In order to give them back that sense, the team worked on an “haptic feedback system” by putting four sensors in the fingertips.

“And once they feel the pressure from any object it can give you … a (vibration) notification similar to an Apple watch,” Bishay said. “What we are working on now is even more advanced. It’s not only touch notifications … but we are trying to use AI to detect an object.”

The idea is to use a tiny camera attached to the hand that takes a live picture of an object such as wood, fabric or plastic through the AI trained systems that determine different materials and is noninvasive to the amputee.

“There will be some applicators that will give (the amputee) the same texture as the materials,” Bishay said. “So when you grip something wooden you will actually feel the texture of the wood … and gently rub your skin with the texture of the represented material.”

The Artificial Intelligence Connection

Last year, the university’s team was introduced to an AI training model or machine-learning system with a new idea regarding foot control commands such as stomping one’s foot that translates the motion into a hand gesture.

“We can put in those initial gestures and tell the device how to respond when a user uses it, but having the machine learning in AI, watching that behavior and learning what the user does, what their habits are, it can kind of improve the detection,” said Camron Carter, one the Bishay’s graduate student-team member.

Gerbert Funes, also a Master’s student in mechanical engineering studying with Bishay, has been working on the prosthesis project for the past three years. When he started there was an initial prototype, including the controller still using old-school technology.

“We brought that up to what I believe could compete with what is out there right now,” Funes said. “(Our) controller is very nice.
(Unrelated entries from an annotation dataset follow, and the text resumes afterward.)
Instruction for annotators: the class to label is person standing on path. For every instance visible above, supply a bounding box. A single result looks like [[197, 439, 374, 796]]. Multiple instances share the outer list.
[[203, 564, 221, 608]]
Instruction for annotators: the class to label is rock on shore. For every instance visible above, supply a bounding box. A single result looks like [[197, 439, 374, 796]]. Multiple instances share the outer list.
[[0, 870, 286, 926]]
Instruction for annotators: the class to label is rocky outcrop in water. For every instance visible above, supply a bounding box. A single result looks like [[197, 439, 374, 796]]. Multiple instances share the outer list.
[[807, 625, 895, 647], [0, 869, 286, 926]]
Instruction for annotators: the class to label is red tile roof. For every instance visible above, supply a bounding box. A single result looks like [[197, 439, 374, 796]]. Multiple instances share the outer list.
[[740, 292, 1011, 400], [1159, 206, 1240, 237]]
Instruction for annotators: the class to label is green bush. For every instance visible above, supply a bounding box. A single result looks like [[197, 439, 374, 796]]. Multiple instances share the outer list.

We are apparently doing a project alongside this to test that controller itself and it’s been showing really good results so far.”
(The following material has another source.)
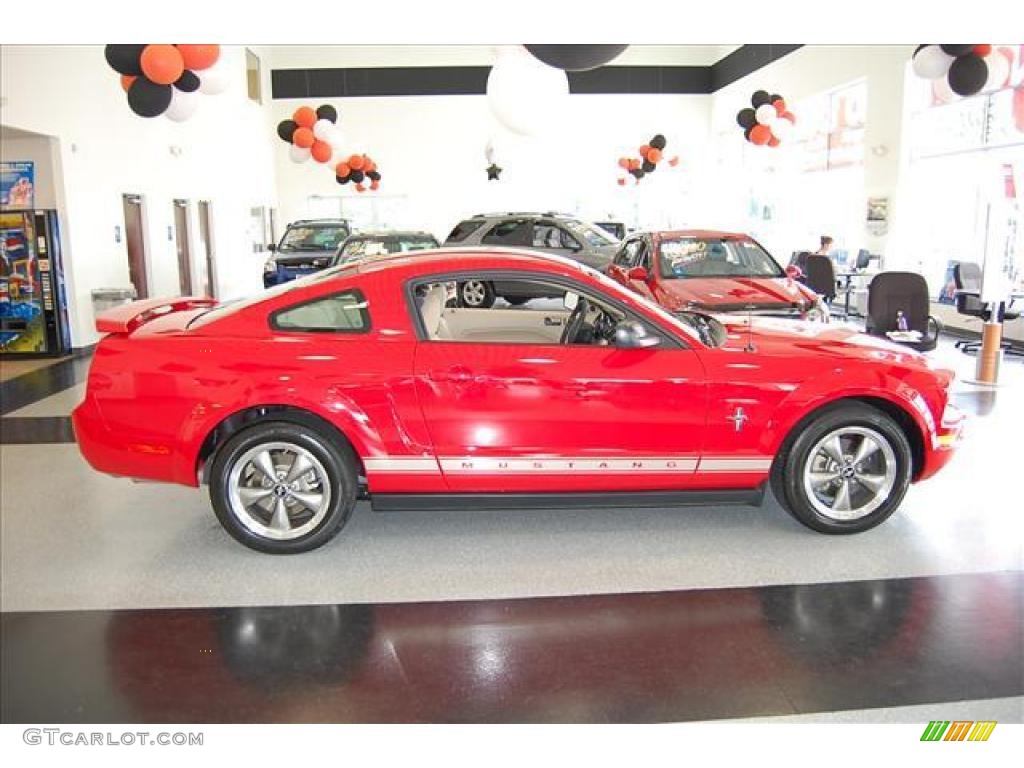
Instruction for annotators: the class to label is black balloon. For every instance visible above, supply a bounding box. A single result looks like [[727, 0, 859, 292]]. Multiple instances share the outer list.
[[128, 76, 174, 118], [174, 70, 199, 93], [736, 106, 758, 128], [526, 45, 630, 72], [316, 104, 338, 123], [103, 43, 145, 75], [278, 120, 299, 143], [939, 43, 974, 56], [946, 53, 988, 96]]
CSUN mechanical engineering students have watched this project scenario grow from an infant to practically a grown adult stage.

Past engineering students spent endless hours designing every part from scratch.

“I am very proud of the work I have put into this project and where it has ended up,’ said Sherrill. “I was going to school just to go to school. And then I started volunteering … which led to me … a position of leadership. Half way through … I realized how much fun it was going to school. (Looking back) … I got an internship at a company (and) this was preparing in so many amazing ways.”

These particular students who made up some of Bishay’s team in past consecutive years created bonds.

“We had that kind of community building from the past into the future and got to hand the torch off to the next team and not only being an awesome engineer project we loved to work on but that it’s a prosthesis for people who need them,” Carter said. “It’s always great to come back to that and know we are contributing to something and not just creating a cool tool but something that can help people in the future.”

These university students placed first in various challenging competitions numerous times in the Cal State’s 23-school system in research and presentation.

Carter added opportunities to publish research papers for an undergrad is unique.

“It’s a big head start for us,” he said.